Quindicesima Coppa Italia in bacheca, Max Allegri abbraccia i suoi ragazzi, Cristiano Giuntoli applaude e l’allenatore cambia faccia e gli fa segno di andar via. Il gesto è di Allegri, l’esito pratico è tuttavia l’esatto contrario: è Giuntoli ad aver mandato via l’allenatore. Una circostanza che dice molto del manager della Juventus: l’essenza, sua e del suo lavoro è lontana dalla superficie, e in superficie arrivano solo gli effetti.

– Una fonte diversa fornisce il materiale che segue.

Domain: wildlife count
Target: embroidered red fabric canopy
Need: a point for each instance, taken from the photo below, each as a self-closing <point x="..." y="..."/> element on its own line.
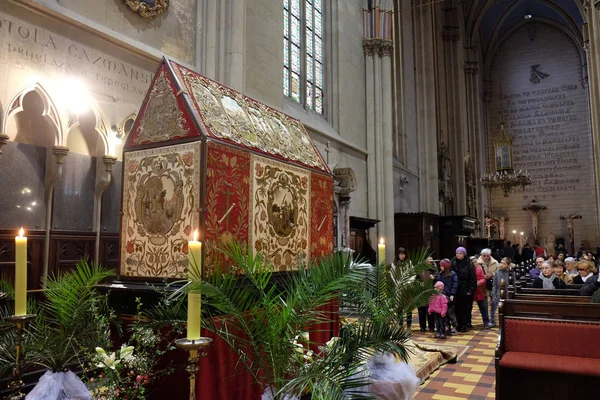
<point x="203" y="156"/>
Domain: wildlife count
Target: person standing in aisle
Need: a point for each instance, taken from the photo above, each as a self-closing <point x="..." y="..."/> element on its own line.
<point x="467" y="283"/>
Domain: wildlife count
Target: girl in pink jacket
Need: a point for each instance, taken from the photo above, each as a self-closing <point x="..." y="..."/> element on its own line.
<point x="438" y="307"/>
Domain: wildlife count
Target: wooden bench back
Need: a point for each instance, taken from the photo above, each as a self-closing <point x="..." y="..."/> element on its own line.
<point x="553" y="298"/>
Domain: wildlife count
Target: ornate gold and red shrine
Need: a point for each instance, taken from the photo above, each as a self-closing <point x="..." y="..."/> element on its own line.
<point x="203" y="156"/>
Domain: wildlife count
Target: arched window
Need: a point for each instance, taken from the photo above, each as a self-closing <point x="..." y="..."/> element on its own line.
<point x="303" y="52"/>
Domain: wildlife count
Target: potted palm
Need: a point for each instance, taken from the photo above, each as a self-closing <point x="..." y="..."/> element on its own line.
<point x="264" y="319"/>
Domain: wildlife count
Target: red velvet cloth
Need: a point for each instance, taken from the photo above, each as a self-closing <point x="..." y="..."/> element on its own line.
<point x="321" y="333"/>
<point x="218" y="378"/>
<point x="551" y="363"/>
<point x="550" y="337"/>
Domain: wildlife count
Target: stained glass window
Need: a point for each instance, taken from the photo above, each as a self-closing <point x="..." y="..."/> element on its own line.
<point x="303" y="52"/>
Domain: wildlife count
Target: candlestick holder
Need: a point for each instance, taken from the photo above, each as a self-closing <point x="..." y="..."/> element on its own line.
<point x="195" y="349"/>
<point x="20" y="322"/>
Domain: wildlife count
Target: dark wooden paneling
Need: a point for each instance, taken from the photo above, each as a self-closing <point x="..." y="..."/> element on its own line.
<point x="67" y="248"/>
<point x="414" y="231"/>
<point x="109" y="250"/>
<point x="35" y="257"/>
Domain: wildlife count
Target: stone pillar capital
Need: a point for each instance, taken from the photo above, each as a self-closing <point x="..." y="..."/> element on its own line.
<point x="60" y="152"/>
<point x="471" y="67"/>
<point x="450" y="33"/>
<point x="3" y="140"/>
<point x="386" y="47"/>
<point x="380" y="47"/>
<point x="370" y="47"/>
<point x="109" y="161"/>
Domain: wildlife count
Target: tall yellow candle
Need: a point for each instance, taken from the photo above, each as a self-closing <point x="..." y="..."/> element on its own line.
<point x="193" y="326"/>
<point x="195" y="258"/>
<point x="21" y="274"/>
<point x="194" y="274"/>
<point x="381" y="252"/>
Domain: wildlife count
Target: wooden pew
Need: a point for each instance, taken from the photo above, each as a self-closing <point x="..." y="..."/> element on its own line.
<point x="547" y="349"/>
<point x="517" y="289"/>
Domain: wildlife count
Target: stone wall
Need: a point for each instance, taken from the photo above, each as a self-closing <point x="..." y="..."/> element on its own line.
<point x="545" y="103"/>
<point x="173" y="33"/>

Raccontato in particolare negli ultimi tempi come un Re Mida del mercato. Erroneamente. Non perché Giuntoli non sia bravo a trovare ottimi calciatori e costruire ottime squadre, lo è. Ed è assolutamente verosimile il racconto di Ancelotti, che per dare un saggio della competenza del suo diesse ai tempi del Napoli spiega di avergli teso una sorta di tranello scherzoso, chiedendogli di un centrocampista turco di terza serie, di cui Giuntoli sapeva tutto.

Il punto è che non sta qui, nello scovare Kvaratskhelia a 10 milioni, l’essenza di Giuntoli. Anzi, ai tempi di Napoli di errori di mercato pure ne ha fatti (Maksimovic, Verdi, Malcuit, Ounas, Rog, Diawara, per dirne alcuni). L’essenza sta in tutto ciò che non è in superficie e che gli è valso una carriera che lo ha visto passare in quattordici anni dalla Serie D a Carpi a instaurare il suo regno alla Juventus.

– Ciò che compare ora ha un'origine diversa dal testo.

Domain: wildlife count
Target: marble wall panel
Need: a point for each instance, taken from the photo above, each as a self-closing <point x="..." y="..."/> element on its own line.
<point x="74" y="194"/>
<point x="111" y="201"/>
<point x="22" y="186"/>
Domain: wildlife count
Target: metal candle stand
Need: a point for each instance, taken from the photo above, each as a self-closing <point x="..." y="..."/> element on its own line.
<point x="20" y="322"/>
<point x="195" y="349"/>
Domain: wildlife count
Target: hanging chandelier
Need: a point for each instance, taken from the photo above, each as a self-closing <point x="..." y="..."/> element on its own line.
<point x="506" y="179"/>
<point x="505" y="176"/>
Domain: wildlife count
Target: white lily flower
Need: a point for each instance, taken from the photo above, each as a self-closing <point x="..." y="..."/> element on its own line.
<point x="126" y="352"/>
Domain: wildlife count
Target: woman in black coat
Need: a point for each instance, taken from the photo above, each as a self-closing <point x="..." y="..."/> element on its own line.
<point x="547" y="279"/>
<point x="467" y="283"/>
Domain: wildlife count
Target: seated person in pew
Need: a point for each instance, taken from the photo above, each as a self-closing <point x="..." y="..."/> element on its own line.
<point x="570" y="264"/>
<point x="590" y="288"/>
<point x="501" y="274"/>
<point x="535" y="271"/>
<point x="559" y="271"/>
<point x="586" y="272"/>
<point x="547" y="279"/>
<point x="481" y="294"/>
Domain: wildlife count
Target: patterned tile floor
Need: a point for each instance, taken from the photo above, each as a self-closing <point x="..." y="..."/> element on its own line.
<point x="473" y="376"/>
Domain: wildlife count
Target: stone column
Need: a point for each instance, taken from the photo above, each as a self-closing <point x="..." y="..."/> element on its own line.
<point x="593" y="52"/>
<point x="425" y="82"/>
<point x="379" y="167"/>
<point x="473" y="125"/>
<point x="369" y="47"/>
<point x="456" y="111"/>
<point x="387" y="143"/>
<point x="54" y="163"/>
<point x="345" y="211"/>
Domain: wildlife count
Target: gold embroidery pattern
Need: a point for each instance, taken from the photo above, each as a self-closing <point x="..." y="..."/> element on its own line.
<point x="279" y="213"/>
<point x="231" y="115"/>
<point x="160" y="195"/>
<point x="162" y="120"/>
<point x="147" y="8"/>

Il primo atto a Carpi, infatti, NON È un acquisto, ma un addio: per la verità un po’ di più, tredici o quattordici calciatori della precedente gestione da mandar via, per iniziare il nuovo ciclo basato, viste le poche risorse a disposizione con giovani presi a zero, che abbiano fame, con caratteristiche non solo tecniche ma anche e soprattutto mentali tali da farli rendere al meglio in quel determinato progetto. A prescindere da quali siano i dettami e le filosofie tattiche dell’allenatore: che sia una delle massime declinazioni del gioco all’italiana come Castori, o cantori del bel gioco come Maurizio Sarri. L’importante è curare ogni dettaglio, persino dei campi di gioco, persino dei ritiri e degli alberghi, e fare andare ogni casella al proprio posto.

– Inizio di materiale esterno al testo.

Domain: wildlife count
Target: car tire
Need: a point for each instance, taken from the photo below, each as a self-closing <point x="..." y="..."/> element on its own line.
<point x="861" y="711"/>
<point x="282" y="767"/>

Protagonista assoluto, insomma, ma nell’ombra. Anche a Napoli, dove riesce a convivere (e vincere) per otto anni con un presidente che il protagonismo ce l’ha nel sangue come Aurelio De Laurentiis. Quasi riesce in un capolavoro con Sarri, nel 2018, annata da 91 punti che per la prima volta nella storia non vale uno Scudetto. Ci riesce nel 2023, partendo proprio con delle epurazioni: Insigne, Mertens, Koulibaly, Ospina, Fabian Ruiz, l’ossatura portante di un Napoli meraviglioso, ma di fatto perdente che evidentemente non aveva più nulla da dare.

E con lo scouting (dove “l’ultima parola spetta sempre a me”) arrivano Kvara, Kim e il resto dalla banda che regala lo Scudetto, dove il ruolo di Giuntoli, non è, appunto, solo quello di comprare (e cedere) i calciatori, ma anche quello, difficilissimo più di trovare una perla come il georgiano o come Osimhen, di fare la spola tra gli spogliatoi, l’ufficio del mister e quello del presidente, diventando un punto di riferimento. Venuto meno quel ruolo, infatti (e con lo stesso scouting che a Napoli è restato), il Napoli è crollato.

E il Richelieu toscano alla Juve è chiamato non certo a comprare giocatori, ma a dare un nuovo corso che, appariva evidente ormai da tempo, non passa per Allegri. Appariva evidente per l’elemento più evidente: l’assenza. L’assenza (della società) che ha lamentato Allegri e che l’ha portato a sbottare nell’ultima serata della sua gestione. La prossima Juve dunque sarà la Juve di Giuntoli, non più di Max, ultimo simbolo di una Juve agnelliana, di un vecchio corso fatto di scudetti ma non solo, col non solo che si vuole evidentemente lasciare alle spalle. Una Juve che si alleggerirà di Pogba e del suo stipendio miliardario e che di certo non passerà da acquisti come quello di Ronaldo ma dalla valorizzazione di giovani e di colpi oculati (e di ancor più oculati addii). Cristiano ha deciso che la sua Juve avrà un’altra faccia: quella di Thiago Motta, forse. Almeno in superficie.